简体   繁体   English

在C中使用字符串数组数组来解析文本文件

[英]Use of array of arrays of string in C for parsing text file

I would like to read from N text files (having similar structure: a few lines, each line having the same small number of words) and store in a string matrix the words read, in such a way that in each (row, col) position I have one word. 我想从N个文本文件中读取(结构相似:几行,每行具有相同的少量单词),并将读取的单词存储在字符串矩阵中,使得每个行(行,列)位置,我有一个字。

A simple (two lines, three words per line) specimen for the files is the following: 文件的一个简单样本(两行,每行三个单词)如下:

line1word1 line1word2 line1word3
line2word1 line2word2 line2word3

Delimiter for the words is space. 单词的定界符是空格。

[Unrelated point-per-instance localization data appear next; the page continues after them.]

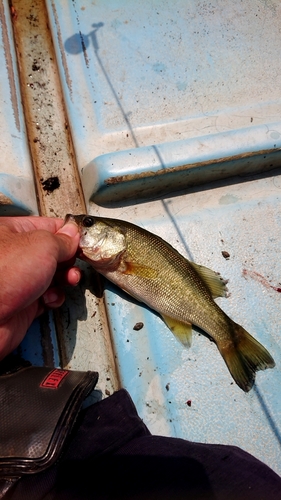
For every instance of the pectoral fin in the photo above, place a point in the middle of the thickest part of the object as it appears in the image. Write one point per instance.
(215, 283)
(182, 331)
(139, 270)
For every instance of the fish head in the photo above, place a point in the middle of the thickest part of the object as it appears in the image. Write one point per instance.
(101, 243)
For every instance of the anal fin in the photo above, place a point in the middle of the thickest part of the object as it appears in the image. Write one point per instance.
(182, 331)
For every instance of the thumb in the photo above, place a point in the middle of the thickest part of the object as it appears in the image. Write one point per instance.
(68, 237)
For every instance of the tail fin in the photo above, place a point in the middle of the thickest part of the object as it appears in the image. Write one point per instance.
(244, 357)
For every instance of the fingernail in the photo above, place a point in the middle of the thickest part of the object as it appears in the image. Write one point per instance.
(49, 297)
(70, 229)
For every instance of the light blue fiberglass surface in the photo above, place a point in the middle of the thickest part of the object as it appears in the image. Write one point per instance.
(191, 88)
(184, 98)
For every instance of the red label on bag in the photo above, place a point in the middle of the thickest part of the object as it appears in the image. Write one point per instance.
(54, 378)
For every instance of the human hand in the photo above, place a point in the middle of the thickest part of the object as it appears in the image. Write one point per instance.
(36, 259)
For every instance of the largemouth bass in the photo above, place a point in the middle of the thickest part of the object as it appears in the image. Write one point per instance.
(182, 292)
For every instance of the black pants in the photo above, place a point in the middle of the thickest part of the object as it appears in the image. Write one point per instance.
(112, 455)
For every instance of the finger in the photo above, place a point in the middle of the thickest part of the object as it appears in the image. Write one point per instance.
(68, 238)
(53, 297)
(70, 276)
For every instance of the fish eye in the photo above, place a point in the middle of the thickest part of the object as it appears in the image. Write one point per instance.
(88, 221)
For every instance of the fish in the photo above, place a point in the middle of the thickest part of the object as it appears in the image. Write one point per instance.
(182, 292)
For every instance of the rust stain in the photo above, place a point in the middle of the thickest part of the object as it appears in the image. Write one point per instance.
(62, 52)
(9, 66)
(118, 179)
(46, 120)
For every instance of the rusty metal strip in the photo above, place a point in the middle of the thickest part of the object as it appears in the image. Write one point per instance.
(56, 176)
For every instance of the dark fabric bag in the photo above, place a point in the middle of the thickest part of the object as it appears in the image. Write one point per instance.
(38, 408)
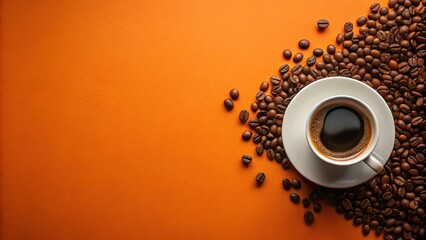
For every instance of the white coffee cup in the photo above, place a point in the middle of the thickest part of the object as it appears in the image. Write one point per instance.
(367, 154)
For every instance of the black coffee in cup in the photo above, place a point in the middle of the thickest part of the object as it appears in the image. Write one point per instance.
(340, 132)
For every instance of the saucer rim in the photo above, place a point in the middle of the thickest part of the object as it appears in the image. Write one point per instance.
(380, 101)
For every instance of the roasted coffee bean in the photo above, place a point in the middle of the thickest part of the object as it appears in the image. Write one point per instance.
(246, 135)
(387, 53)
(246, 159)
(365, 229)
(260, 178)
(309, 217)
(286, 184)
(264, 86)
(254, 107)
(317, 207)
(348, 27)
(297, 69)
(234, 94)
(296, 183)
(311, 61)
(339, 38)
(297, 57)
(304, 44)
(253, 123)
(244, 114)
(361, 21)
(259, 149)
(284, 69)
(306, 203)
(294, 197)
(331, 49)
(322, 24)
(318, 52)
(260, 96)
(285, 163)
(229, 105)
(287, 54)
(375, 7)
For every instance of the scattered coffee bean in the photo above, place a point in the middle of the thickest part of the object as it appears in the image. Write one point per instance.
(365, 229)
(246, 135)
(247, 159)
(348, 27)
(317, 207)
(297, 57)
(287, 54)
(361, 21)
(296, 183)
(318, 52)
(244, 114)
(375, 7)
(229, 105)
(294, 197)
(259, 149)
(304, 44)
(234, 94)
(264, 86)
(322, 24)
(387, 53)
(339, 38)
(331, 49)
(260, 178)
(309, 217)
(286, 184)
(254, 107)
(260, 96)
(306, 202)
(311, 61)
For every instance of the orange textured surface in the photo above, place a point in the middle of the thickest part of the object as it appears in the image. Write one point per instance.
(113, 126)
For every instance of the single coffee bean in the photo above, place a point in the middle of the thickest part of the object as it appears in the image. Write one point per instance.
(304, 44)
(375, 7)
(234, 93)
(322, 24)
(244, 114)
(309, 217)
(264, 86)
(229, 105)
(284, 69)
(297, 57)
(306, 202)
(254, 106)
(286, 184)
(339, 38)
(246, 135)
(246, 159)
(260, 96)
(331, 49)
(318, 52)
(348, 27)
(365, 229)
(296, 183)
(294, 197)
(287, 54)
(297, 69)
(259, 149)
(317, 207)
(361, 21)
(260, 178)
(311, 61)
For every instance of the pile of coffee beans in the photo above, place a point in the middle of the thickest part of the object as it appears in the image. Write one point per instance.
(387, 53)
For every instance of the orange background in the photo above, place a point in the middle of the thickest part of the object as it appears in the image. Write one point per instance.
(113, 125)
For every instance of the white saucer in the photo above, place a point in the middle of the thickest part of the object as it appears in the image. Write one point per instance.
(294, 136)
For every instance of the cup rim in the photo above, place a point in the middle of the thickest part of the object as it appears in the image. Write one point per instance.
(365, 153)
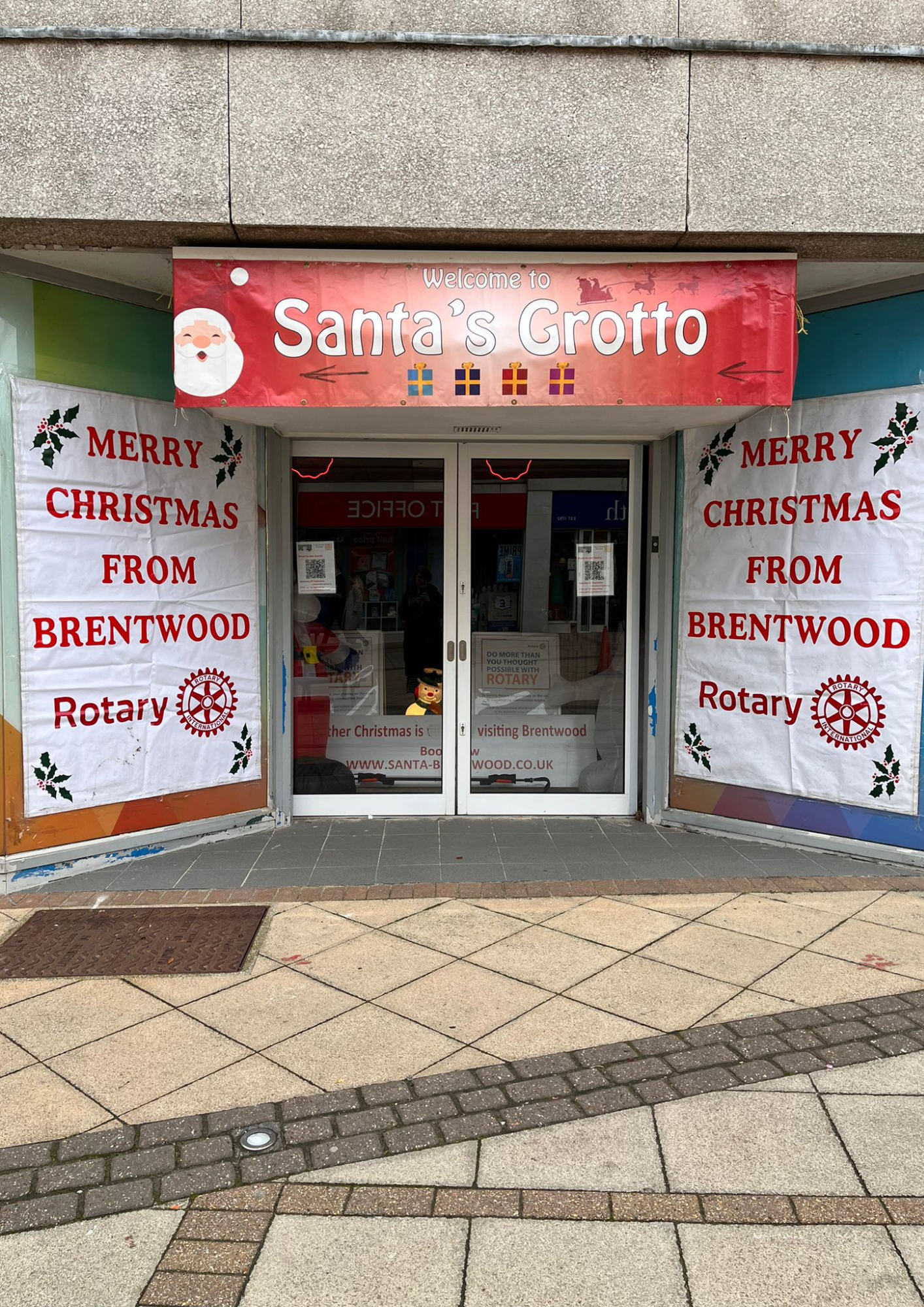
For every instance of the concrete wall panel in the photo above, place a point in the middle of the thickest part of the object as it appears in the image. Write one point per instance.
(595, 18)
(806, 146)
(117, 133)
(450, 139)
(844, 22)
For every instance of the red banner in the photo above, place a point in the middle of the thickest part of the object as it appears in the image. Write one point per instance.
(286, 333)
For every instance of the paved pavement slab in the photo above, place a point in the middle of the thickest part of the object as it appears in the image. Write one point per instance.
(92, 1265)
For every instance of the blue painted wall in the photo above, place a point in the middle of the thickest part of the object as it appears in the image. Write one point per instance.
(863, 348)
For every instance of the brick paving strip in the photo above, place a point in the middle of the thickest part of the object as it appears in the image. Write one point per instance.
(476, 891)
(220, 1238)
(125, 1168)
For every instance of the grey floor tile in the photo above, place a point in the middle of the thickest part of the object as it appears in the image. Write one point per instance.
(573, 1265)
(347, 1262)
(616, 1152)
(719, 1144)
(793, 1267)
(885, 1138)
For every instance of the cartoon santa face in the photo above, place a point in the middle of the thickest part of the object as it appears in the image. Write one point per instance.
(207, 357)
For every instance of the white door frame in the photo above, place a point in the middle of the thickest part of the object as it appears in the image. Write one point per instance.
(501, 802)
(398, 803)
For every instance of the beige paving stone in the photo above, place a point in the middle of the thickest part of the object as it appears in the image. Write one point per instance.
(719, 1144)
(621, 926)
(841, 904)
(899, 952)
(463, 1002)
(103, 1263)
(612, 1152)
(574, 1265)
(15, 991)
(12, 1058)
(721, 955)
(814, 978)
(689, 906)
(306, 931)
(352, 1262)
(364, 1046)
(750, 1003)
(548, 959)
(455, 1164)
(654, 994)
(458, 927)
(182, 990)
(374, 964)
(559, 1027)
(148, 1061)
(531, 910)
(902, 910)
(885, 1138)
(378, 913)
(39, 1105)
(772, 919)
(733, 1266)
(253, 1080)
(63, 1019)
(271, 1008)
(902, 1075)
(465, 1059)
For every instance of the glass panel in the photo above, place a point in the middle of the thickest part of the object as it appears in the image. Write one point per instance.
(368, 625)
(550, 565)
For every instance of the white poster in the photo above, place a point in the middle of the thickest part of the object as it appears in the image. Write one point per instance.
(316, 568)
(595, 572)
(800, 612)
(514, 672)
(139, 604)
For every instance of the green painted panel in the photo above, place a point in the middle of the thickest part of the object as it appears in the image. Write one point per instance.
(103, 344)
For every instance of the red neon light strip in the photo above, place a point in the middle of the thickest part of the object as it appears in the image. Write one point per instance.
(509, 479)
(306, 476)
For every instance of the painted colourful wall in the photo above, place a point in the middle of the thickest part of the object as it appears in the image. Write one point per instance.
(861, 348)
(69, 337)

I have attempted this code: 我尝试了这段代码:

#include <math.h>
#include <stdio.h>
#include <stdlib.h>
#include <string.h>

#define MAX_STRING_LENGTH 1000
#define MAX_TOKS 100
#define DELIMITERS " "

// line parsing utility
int parseString(char* line, char*** argv) {

  char* buffer;
  int argc;

  buffer = (char*) malloc(strlen(line) * sizeof(char));
  strcpy(buffer,line);
  (*argv) = (char**) malloc(MAX_TOKS * sizeof(char**));

  argc = 0;  
  (*argv)[argc++] = strtok(buffer, DELIMITERS);
  while ((((*argv)[argc] = strtok(NULL, DELIMITERS)) != NULL) &&
     (argc < MAX_TOKS)) ++argc;
  return argc; 
}


int main() {

  char S[MAX_STRING_LENGTH];
  char **A;

  int  n,i,j,l;

  FILE *f;
  char file[50];

  char ***matrix;
  matrix = malloc(MAX_TOKS * sizeof(char**));

 //memory allocation for matrix
 for (i = 0; i < MAX_TOKS; i++)
     {
       matrix[i] = malloc(MAX_TOKS * sizeof(char *));
       for (j = 0; j < MAX_TOKS; j++)
           {
           matrix[i][j] = malloc(MAX_TOKS * sizeof(char));
           }
     }

  int NFILE = 10; // number of files to be read

  for(i=0;i<NFILE;i++) 
    {  
    sprintf(file,"file%d.txt",i); 
    f = fopen(file,"r");

    l=0; // line-in-file index
    while(fgets(S,sizeof(S),f)!=NULL) {
          n = parseString(S,&A);
          for(j=0;j<n;j++) {
            matrix[i][l]=A[j];
            printf("%s\t%s\n",matrix[i][l],A[j]); 
            } 
        l++;
        } 
 fclose(f); 
    }

free(matrix);
free(A);    
return(0);  
}

The problem I can't solve is that there when checking for correspondance between the arrays (in order to be sure I am storing the single words correctly) using 我无法解决的问题是,在检查数组之间的对应关系时(为了确保我正确地存储了单个单词)使用

printf("%s\t%s\n",matrix[i][l],A[j]);

I find that the last word (and only the last one) of each line, regardless of the file number, is not stored in matrix . 我发现无论文件号如何,每行的最后一个单词(也只有最后一个)没有存储在matrix That is to say, line1word1 and line1words of file0 are correctly stored in matrix[0][0][0] and matrix[0][0][1] , but in the field matrix[0][0][2] there isn't line1word3 , even if A[2] has it! 也就是说, line1word1line1wordsfile0被正确地存储在matrix[0][0][0]matrix[0][0][1] ,但在该领域matrix[0][0][2]即使A[2]有,也没有line1word3

What am I doing wront? 我在做什么呢? Any suggestion? 有什么建议吗?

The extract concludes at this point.